Hello all, I'm Rarney. I just launched a website dedicated to bringing you the finest kindle screensavers. I'm still working on it so please bear with me as I bring you more content. Also, feel free to give me suggestions!  The website can be found at www.kindlescreens.com

Love,
Rarney.


----------



## jhall124 (Dec 2, 2010)

Cool site but check your link as it's taking us to http://"http//kindlescreens.com".


----------



## BTackitt (Dec 15, 2008)

They're cute Rarney. Have you looked through the thousands here on this board?


----------



## RarneyBubble (Jan 6, 2011)

No, still going through all the collection on the boards!
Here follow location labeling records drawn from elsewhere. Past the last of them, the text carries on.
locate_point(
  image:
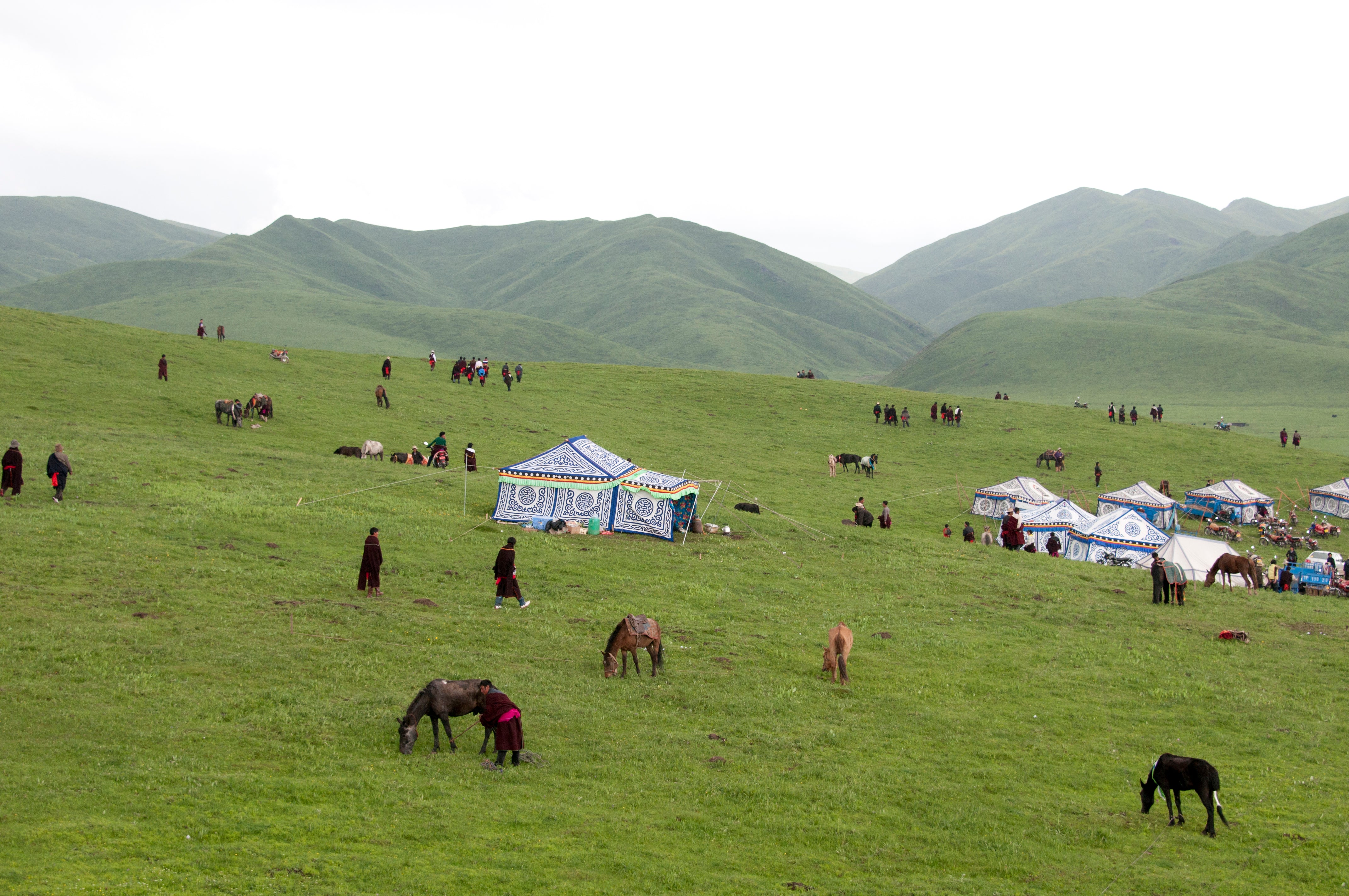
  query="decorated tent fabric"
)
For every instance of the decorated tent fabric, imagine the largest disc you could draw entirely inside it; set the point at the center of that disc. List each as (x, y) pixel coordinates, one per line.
(1124, 532)
(1333, 498)
(1193, 555)
(1229, 494)
(579, 479)
(1054, 519)
(1142, 497)
(997, 500)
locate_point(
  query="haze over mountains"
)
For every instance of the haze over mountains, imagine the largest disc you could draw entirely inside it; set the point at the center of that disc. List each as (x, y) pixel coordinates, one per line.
(649, 291)
(1081, 245)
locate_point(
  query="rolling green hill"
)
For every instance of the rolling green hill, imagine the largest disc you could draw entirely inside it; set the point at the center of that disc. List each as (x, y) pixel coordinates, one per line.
(196, 699)
(1076, 246)
(1259, 342)
(45, 235)
(663, 291)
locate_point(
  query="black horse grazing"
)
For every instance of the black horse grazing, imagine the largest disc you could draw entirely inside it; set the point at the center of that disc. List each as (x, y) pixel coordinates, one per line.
(231, 409)
(852, 459)
(1175, 774)
(442, 701)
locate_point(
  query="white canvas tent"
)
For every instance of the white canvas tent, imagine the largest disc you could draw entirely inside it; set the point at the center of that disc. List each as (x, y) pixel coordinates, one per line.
(1053, 519)
(1333, 498)
(1229, 494)
(1142, 497)
(997, 500)
(1124, 532)
(1193, 555)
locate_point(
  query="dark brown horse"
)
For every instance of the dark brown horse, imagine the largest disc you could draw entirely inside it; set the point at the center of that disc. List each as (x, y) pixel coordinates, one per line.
(632, 635)
(1231, 565)
(442, 701)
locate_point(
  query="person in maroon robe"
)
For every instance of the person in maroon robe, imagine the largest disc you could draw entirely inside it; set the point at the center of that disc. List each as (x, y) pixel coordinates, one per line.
(505, 574)
(13, 463)
(502, 718)
(370, 563)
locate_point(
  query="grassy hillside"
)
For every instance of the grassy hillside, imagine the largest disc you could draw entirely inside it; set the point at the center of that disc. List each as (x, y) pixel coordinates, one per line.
(1259, 342)
(662, 291)
(45, 235)
(168, 729)
(1076, 246)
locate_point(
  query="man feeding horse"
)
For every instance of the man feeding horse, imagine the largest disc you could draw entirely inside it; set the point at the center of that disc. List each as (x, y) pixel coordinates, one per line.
(502, 718)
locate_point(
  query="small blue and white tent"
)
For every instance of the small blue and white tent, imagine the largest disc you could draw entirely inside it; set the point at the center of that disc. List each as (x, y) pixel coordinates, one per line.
(1229, 494)
(580, 481)
(1124, 532)
(1053, 519)
(1142, 497)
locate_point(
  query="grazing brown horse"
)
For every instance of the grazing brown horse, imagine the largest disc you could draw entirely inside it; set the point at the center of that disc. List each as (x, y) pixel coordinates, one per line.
(632, 635)
(442, 701)
(837, 651)
(1231, 565)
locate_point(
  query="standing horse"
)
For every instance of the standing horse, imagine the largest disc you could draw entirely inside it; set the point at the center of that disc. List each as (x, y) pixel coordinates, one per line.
(850, 459)
(1175, 774)
(629, 636)
(442, 701)
(1231, 565)
(837, 651)
(869, 462)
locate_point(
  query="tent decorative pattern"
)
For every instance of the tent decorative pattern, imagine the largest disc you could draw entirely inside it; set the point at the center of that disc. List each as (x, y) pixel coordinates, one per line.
(579, 479)
(1229, 494)
(1124, 532)
(1146, 500)
(1332, 498)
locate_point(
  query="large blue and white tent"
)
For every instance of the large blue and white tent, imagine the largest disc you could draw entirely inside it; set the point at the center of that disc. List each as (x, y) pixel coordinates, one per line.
(997, 500)
(1332, 498)
(1229, 494)
(1124, 532)
(580, 481)
(1054, 519)
(1146, 500)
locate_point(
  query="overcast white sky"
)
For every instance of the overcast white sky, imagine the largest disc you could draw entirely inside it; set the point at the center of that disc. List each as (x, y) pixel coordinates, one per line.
(841, 133)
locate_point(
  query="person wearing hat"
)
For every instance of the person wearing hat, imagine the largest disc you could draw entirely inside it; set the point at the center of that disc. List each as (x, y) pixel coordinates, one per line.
(13, 463)
(59, 468)
(505, 573)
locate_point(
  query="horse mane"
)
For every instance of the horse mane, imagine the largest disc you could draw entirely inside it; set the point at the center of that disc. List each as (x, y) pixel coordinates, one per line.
(613, 636)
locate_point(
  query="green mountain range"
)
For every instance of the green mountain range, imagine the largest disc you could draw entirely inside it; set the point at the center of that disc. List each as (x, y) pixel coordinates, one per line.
(1259, 342)
(1080, 245)
(45, 235)
(655, 291)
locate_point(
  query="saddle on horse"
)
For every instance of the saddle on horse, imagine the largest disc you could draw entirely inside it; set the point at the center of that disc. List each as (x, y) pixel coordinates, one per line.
(640, 625)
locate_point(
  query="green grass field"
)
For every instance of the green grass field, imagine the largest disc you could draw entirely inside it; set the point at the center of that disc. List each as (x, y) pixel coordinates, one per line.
(165, 731)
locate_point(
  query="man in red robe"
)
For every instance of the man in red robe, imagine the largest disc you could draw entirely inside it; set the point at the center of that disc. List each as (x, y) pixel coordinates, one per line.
(502, 718)
(370, 563)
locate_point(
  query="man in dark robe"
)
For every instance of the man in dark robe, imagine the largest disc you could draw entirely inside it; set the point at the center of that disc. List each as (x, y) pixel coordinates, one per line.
(13, 463)
(59, 468)
(502, 718)
(505, 574)
(370, 563)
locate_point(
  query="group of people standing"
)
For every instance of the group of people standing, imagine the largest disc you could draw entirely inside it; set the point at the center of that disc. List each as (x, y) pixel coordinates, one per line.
(889, 416)
(59, 468)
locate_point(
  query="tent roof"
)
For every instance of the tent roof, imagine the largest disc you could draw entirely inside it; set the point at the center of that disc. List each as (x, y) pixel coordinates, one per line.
(577, 461)
(1193, 554)
(1140, 493)
(1124, 527)
(1022, 489)
(1340, 489)
(1232, 490)
(1058, 515)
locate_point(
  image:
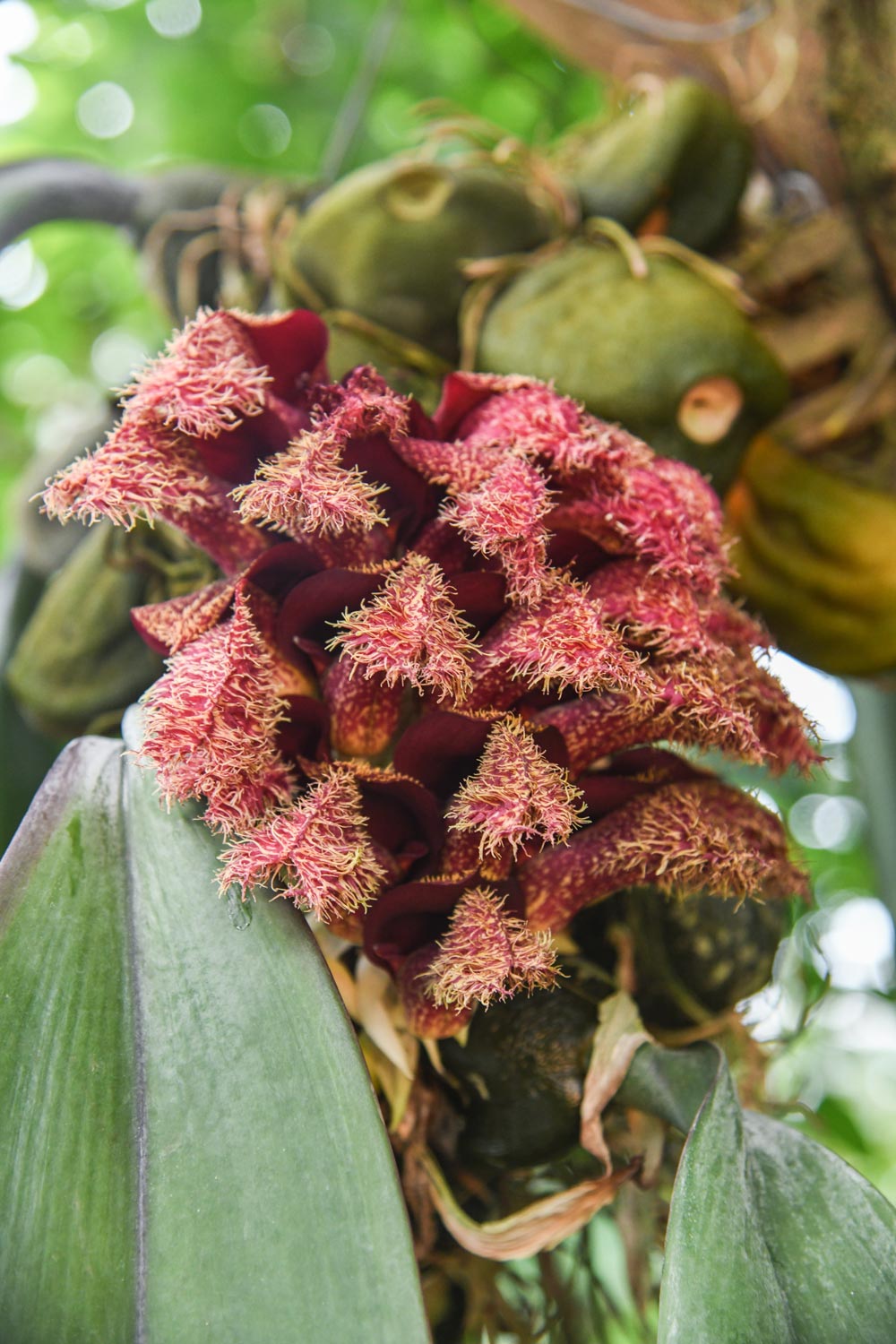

If anyone has any suggestions, feel free to PM me.


----------



## Kindgirl (Jan 31, 2009)

I noticed that some say www.kindlescreens.com on them.  I wouldn't put that on there.  Personally I would never use a screensaver that said that on there, especially knowing how easy they are to make and that there are thousands available here and on photobucket that people share.

I do LOVE the idea and hope it goes well.  I would visit this site often, maybe as often as I do our own kindleboards photo forums


----------



## RarneyBubble (Jan 6, 2011)

Any screensavers posted from now on won't include any watermarks whatsoever. Sorry for the lack of posting, I'm currently in the middle of university examinations.


----------